Winner — Education Award: De Beers Fund
De Beers Consolidated Mines, like many companies in South Africa, has recognised that urgent intervention is needed if the country is to meet its growing skills requirement — especially for companies that need skilled engineers and other science-based professionals.
Education is the largest single focus of its corporate social investment (CSI) programme, the De Beers Fund, totalling 39% of its spend. Since 1998 the fund has spent R143.2-million on a range of educational initiatives.
Jane Roach, the CSI education specialist at Tshikululu Social Investments, the management agency handling the De Beers Fund, says the skills shortage is not entirely to blame on the curriculum.
“There has just been so much change. We need teachers who are paid well, are able to adapt and update the curriculum and who are themselves able to meet the standards required to fulfil the new skills set required in the economy,” she says.
Under the banner, “From bricks to mortarboard”, the fund supports schools infrastructure devel opment, teacher capacity building, early childhood and life skills development and tertiary education.
It keeps a keen focus on improving the maths and science skills required to produce professionals. Roach says the standards in maths and science education have slipped and points again to the dearth of teaching skills.

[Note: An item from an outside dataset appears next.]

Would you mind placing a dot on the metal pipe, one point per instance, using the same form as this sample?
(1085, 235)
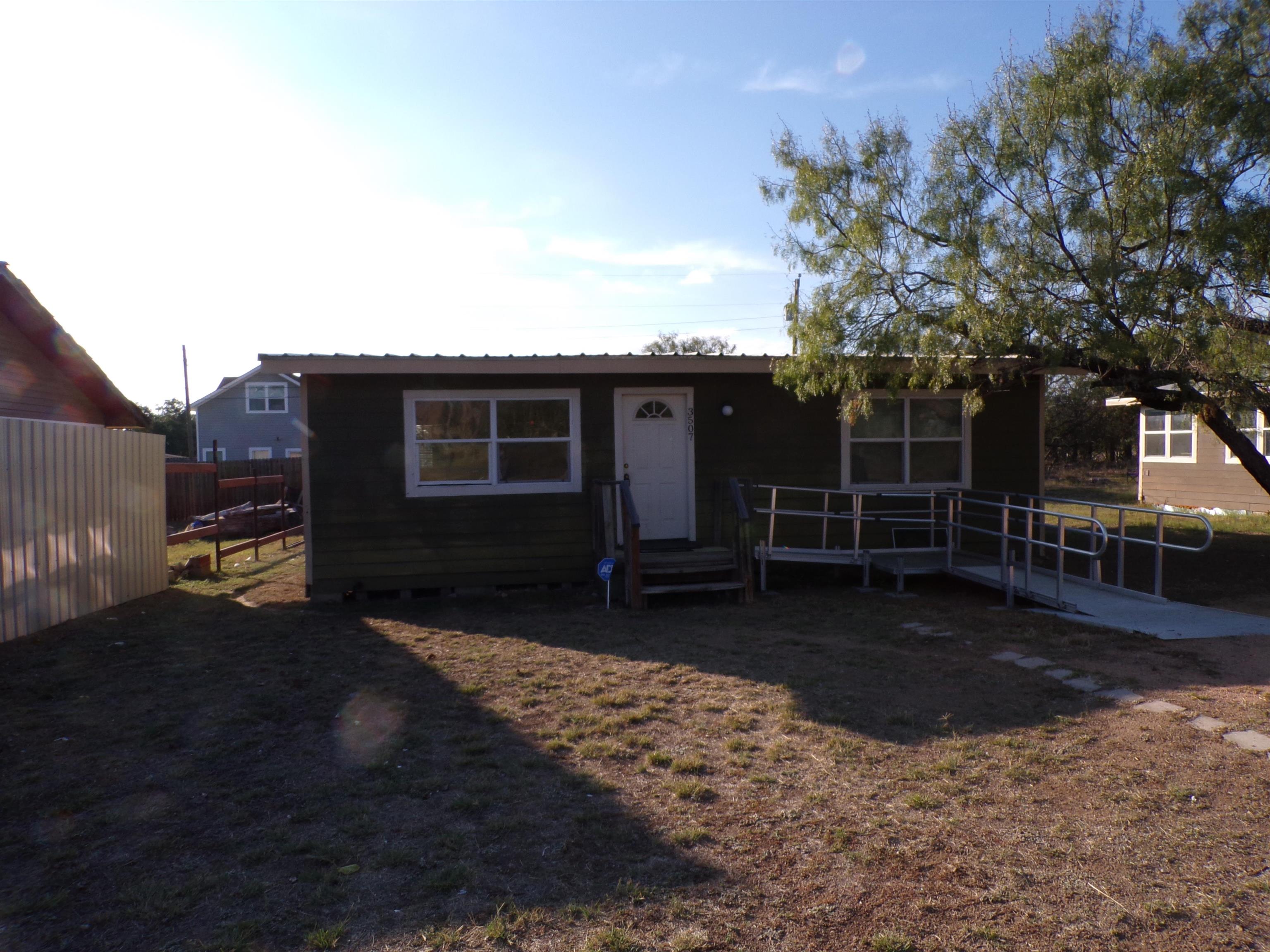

“There has been a significant lowering of the bar. We are fostering a culture of mediocrity,” she says. “We should be emulating countries like Korea that pay learner teachers during their studies to attract the best possible skills into the teaching profession.
“We can also look to Japan and some of the Scandinavian countries where only the top 5% of matriculants are allowed to study to become teachers.”
Fund initiatives to raise the bar in maths and science include establishing the Bokamoso Science and Technology Centre, a maths “hub” and supplementary educat ion programmes in the Northern Cape.
The fund tends to focus on hometown mining communities to build infrastructure that benefits those living close to the mines and to inject resources into under-funded rural areas. It invests a substantial portion of its spend on capital projects, building and upgrading facilities.
An innovative matched-funding partnership with the departments of education has seen the upgrading of facilities at schools in areas of Limpopo that provide labour for the mines. Other educational initiatives include a Saturday school programme, bursary funding and youth initiatives that focus on life skills.
The Investing in the Future judges were impressed that, despite the parent company reporting a R363-million loss for the 2009-2010 financial year, its CSI spend remained at R50- million in the same period. “The fund’s education focus has a high degree of sustainability and a good impact in the rural areas, despite the recent shrinkage of the company,” they said.